Si en algo coinciden los filósofos, politólogos y economistas que oigo y leo últimamente es que nos aproximamos a un período de enorme incertidumbre y, en gran medida, imprevisible. Aun así muchos predicen, a corto y medio plazo, una crisis estructural mayor que la de 2008 y, algunos, el colapso irreversible del capitalismo (cuando no una catástrofe ecológica o bélica concomitante).

En una obra reciente, Wolfgang Streeck (¿Cómo terminará el capitalismo?) resume las causas que nos empujan a la crisis y a un periodo indeterminado de desorden global que el llama «postcapitalismo infragobernado»: estancamiento de la producción, aumento grotesco de la desigualdad, multiplicación de la deuda, pseudogobierno global por parte de oligarquías económicas, crisis fiscal de las democracias (que, en manos del poder financiero, no podrán proteger ya a los ciudadanos de los vaivenes del mercado), derribo de las instituciones (Estados, sindicatos) que aún defienden al trabajo, los recursos naturales (y al propio dinero) de su mercantilización absoluta, corrupción endémica, anarquía en el ámbito de las relaciones internacionales...

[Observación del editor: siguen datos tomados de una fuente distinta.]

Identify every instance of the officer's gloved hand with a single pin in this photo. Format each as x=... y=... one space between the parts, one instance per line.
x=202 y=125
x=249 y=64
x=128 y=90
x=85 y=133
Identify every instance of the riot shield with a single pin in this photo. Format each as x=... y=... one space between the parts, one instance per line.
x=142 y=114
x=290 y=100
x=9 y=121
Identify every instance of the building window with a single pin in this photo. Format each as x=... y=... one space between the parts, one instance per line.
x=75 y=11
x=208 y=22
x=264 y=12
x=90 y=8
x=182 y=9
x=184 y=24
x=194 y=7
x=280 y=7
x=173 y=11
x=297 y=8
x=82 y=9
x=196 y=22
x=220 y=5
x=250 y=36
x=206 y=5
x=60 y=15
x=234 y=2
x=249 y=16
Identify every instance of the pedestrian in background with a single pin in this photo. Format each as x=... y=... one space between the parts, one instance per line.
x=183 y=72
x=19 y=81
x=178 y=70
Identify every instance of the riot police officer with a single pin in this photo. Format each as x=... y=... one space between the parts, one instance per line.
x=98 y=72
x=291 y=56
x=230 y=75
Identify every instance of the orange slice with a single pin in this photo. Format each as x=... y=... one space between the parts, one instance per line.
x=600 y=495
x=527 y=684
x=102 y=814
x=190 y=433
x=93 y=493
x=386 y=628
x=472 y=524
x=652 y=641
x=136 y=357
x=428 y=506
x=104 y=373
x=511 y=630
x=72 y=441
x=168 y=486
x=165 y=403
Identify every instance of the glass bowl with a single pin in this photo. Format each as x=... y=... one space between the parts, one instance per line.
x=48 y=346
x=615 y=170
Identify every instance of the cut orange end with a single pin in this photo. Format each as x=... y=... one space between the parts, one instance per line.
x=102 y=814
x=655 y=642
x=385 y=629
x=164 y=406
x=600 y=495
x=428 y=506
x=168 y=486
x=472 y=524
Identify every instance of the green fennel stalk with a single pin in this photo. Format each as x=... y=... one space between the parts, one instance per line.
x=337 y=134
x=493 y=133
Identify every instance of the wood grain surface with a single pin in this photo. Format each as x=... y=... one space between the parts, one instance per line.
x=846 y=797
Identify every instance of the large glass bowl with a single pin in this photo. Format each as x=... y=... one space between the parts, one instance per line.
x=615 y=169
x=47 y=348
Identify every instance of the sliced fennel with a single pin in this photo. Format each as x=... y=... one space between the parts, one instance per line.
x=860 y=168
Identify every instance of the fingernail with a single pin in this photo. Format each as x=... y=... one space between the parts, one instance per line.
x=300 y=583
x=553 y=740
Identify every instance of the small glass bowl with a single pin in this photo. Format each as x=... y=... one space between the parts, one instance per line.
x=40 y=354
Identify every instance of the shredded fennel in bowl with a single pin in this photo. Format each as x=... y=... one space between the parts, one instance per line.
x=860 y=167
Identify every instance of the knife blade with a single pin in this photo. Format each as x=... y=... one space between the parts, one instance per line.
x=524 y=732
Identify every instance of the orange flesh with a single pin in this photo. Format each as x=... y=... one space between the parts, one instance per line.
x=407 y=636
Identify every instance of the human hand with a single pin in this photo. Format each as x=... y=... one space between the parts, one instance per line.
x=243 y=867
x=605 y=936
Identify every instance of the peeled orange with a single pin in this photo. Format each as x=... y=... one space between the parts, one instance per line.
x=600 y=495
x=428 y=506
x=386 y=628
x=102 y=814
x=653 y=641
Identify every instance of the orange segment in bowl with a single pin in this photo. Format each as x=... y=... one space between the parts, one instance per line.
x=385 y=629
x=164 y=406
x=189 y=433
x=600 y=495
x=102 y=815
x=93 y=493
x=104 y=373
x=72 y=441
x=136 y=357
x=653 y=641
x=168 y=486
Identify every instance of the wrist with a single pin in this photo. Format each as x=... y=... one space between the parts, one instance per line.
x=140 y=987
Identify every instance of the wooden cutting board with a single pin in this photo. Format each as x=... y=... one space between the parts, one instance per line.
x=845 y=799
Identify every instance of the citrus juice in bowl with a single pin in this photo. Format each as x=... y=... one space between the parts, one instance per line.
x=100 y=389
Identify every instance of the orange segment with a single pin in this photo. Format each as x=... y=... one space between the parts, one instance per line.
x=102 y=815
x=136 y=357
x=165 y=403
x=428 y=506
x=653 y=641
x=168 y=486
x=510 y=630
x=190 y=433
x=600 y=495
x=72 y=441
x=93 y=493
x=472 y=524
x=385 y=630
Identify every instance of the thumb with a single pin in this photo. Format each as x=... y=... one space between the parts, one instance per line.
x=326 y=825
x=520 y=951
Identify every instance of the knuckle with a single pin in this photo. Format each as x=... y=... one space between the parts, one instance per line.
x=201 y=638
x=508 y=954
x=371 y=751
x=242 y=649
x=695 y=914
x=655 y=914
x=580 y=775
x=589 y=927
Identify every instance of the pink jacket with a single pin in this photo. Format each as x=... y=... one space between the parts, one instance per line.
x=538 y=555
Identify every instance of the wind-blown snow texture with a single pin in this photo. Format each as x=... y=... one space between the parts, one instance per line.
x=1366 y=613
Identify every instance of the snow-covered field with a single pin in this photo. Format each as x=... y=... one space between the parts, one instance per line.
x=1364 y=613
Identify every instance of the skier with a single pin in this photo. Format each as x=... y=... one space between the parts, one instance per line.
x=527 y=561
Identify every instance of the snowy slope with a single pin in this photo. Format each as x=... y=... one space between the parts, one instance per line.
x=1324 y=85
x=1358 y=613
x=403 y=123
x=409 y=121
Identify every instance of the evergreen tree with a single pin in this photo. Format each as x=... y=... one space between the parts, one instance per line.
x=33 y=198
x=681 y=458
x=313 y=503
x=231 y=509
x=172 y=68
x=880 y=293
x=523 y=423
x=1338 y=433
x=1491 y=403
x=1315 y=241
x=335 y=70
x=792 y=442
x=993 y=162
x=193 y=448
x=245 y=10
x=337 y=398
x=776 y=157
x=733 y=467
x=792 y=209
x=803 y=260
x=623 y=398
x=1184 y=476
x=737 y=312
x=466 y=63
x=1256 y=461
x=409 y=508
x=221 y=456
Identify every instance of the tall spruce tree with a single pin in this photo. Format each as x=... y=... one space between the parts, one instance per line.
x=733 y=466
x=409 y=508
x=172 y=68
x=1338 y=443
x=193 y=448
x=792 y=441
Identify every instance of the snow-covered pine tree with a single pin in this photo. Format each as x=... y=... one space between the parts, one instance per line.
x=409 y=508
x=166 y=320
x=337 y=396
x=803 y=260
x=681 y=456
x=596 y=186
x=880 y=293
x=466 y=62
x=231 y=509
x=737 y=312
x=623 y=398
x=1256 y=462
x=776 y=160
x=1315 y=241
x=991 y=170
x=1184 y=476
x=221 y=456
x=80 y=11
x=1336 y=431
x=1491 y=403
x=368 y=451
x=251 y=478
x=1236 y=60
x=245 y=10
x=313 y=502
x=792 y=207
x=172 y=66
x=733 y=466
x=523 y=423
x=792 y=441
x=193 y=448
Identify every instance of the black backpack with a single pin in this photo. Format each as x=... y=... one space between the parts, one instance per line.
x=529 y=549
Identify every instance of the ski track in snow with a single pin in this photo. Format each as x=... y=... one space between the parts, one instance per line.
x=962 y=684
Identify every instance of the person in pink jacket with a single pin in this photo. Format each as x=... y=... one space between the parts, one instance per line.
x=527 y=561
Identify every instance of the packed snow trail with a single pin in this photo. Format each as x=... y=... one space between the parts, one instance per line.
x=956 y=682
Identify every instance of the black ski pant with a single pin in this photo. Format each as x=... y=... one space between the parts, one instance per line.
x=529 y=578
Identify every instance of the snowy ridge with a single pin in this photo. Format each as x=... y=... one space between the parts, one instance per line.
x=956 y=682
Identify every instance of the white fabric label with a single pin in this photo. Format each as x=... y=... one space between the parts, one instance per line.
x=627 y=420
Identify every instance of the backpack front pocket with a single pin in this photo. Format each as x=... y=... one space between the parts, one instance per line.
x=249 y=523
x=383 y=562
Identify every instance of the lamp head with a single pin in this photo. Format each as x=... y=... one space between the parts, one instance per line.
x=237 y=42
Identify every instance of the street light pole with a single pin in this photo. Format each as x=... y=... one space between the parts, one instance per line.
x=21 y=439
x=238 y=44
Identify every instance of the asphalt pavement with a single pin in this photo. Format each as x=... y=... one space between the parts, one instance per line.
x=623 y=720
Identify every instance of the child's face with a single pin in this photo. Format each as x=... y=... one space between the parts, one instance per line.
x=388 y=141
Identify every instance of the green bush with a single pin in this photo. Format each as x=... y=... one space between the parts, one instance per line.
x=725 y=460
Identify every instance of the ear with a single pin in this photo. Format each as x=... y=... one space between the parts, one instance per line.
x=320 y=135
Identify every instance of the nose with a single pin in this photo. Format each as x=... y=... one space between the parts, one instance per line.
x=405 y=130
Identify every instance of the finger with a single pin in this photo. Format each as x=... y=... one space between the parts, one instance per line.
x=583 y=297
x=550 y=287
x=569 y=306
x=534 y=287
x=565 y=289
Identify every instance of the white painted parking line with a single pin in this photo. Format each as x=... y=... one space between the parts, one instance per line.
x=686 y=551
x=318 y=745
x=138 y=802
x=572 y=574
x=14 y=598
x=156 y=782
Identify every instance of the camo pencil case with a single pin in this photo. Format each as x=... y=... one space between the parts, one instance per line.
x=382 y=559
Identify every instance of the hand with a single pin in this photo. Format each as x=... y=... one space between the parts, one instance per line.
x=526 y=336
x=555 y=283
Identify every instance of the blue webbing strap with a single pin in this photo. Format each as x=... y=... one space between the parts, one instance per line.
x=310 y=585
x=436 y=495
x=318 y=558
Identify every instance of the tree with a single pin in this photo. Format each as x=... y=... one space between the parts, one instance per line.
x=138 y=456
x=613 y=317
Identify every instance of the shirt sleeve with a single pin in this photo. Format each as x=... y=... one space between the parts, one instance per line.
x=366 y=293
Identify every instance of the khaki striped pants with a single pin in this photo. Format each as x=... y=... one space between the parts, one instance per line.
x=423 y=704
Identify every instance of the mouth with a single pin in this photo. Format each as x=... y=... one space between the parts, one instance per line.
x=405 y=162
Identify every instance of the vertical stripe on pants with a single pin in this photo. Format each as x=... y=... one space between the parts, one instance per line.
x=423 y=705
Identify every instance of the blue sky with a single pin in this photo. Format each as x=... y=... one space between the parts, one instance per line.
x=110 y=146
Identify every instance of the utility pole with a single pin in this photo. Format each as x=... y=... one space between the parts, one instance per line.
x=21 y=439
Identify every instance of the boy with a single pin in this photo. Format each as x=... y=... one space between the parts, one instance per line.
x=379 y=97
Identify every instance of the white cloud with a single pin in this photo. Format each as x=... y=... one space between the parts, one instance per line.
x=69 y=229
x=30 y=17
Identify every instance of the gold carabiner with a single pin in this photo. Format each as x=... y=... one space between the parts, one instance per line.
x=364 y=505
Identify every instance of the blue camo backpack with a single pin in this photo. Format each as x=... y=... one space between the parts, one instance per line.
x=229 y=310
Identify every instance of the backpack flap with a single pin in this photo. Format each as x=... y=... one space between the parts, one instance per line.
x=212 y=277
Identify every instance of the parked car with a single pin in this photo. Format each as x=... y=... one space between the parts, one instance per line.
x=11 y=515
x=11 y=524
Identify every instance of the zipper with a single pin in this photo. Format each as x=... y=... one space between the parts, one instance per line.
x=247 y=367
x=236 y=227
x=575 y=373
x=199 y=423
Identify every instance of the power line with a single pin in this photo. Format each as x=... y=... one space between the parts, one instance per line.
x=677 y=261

A todo esto se añade -afirman Streeck y otros- la incapacidad del capitalismo para reinventarse con las fórmulas ya sabidas (nuevos nichos de empleo, expansión de mercados, burbujas financieras, inversión pública...) y la ausencia de alternativas políticas solventes. Durante un largo periodo -concluyen- el capitalismo no podrá renacer ni ser reemplazado, y el mundo se sumergirá en una suerte de «edad oscura» en la que el mercado habrá arrasado con toda institución colectiva que pudiese frenar su codicia, dejándolo todo en manos de individuos y estructuras sociales neopaleolíticas (familias, bandas de compinches, expertos a sueldo...) entregados a la improvisación oportunista en defensa de sus intereses.

Imagino este paisaje apocalíptico y se me vienen a la cabeza los alumnos que recibiremos estos días en las aulas. ¿Qué futuro les aguarda? ¿Para qué los estamos educando? En el mundo que les tocará vivir ya no habrá empleos de baja cualificación (todos estarán «deslocalizados» en los suburbios asiáticos), los mejores puestos en empresas o en el Estado estarán reservados para élites (cuyos hijos no se educan en centros públicos), y ni siquiera tendrán trabajo en cargos medios de empresas o administraciones, no solo por el estancamiento económico o el adelgazamiento del sector público, sino por la imparable informatización y robotización de los procesos productivos y de gestión.

Ante esta desesperante situación se empuja a las nuevas generaciones a un sobreesfuerzo formativo que parece a todas luces frustrante, pero que es promovido como paliativo al desempleo y sostenido por la ideología de la «resiliencia», es decir, por todo el sistema de creencias que al «ethos»protestante del trabajo duro y la competencia individual añade los valores de la «psicología positiva». Desde esta perspectiva ideológica nuestros alumnos deben formarse y competir hasta la extenuación, y entregarse luego, sin reservas ni garantía alguna, al mundo absolutamente disruptivo del mercado laboral global. Y deben hacerlo, además (¿cómo soportarlo si no?) con invencible optimismo, interpretando las nuevas condiciones laborales (tan abusivas como puedan ser las ansias de beneficio de un mercado ingobernado) como ocasión para desarrollar y poner a prueba su autonomía e ingenio, y autoculpabilizandose, por ende, de todo posible fracaso.

Todo ello a cambio de un improbable empleo extenuante y mal pagado, la obligación moral (tan a la americana) de «tener un sueño» (cuanto menos realista mejor) por el que luchar sin descanso, y el consumo compulsivo de mercancias de bajo coste -incluyendo entre ellas a las relaciones humanas en red- .

Frente a esta «psicopolítica» (que diría el filósofo Han) de la «resiliencia» cabría aún educar a los jóvenes en una ciudadanía de la resistencia, esto es, y como mínimo, en el pensamiento y la conciencia crítica no solo de lo que muy probablemente se nos avecina, sino, también, de toda la espesa cortina de humo que se genera para ocultarlo. ¿Pero seremos aún capaces?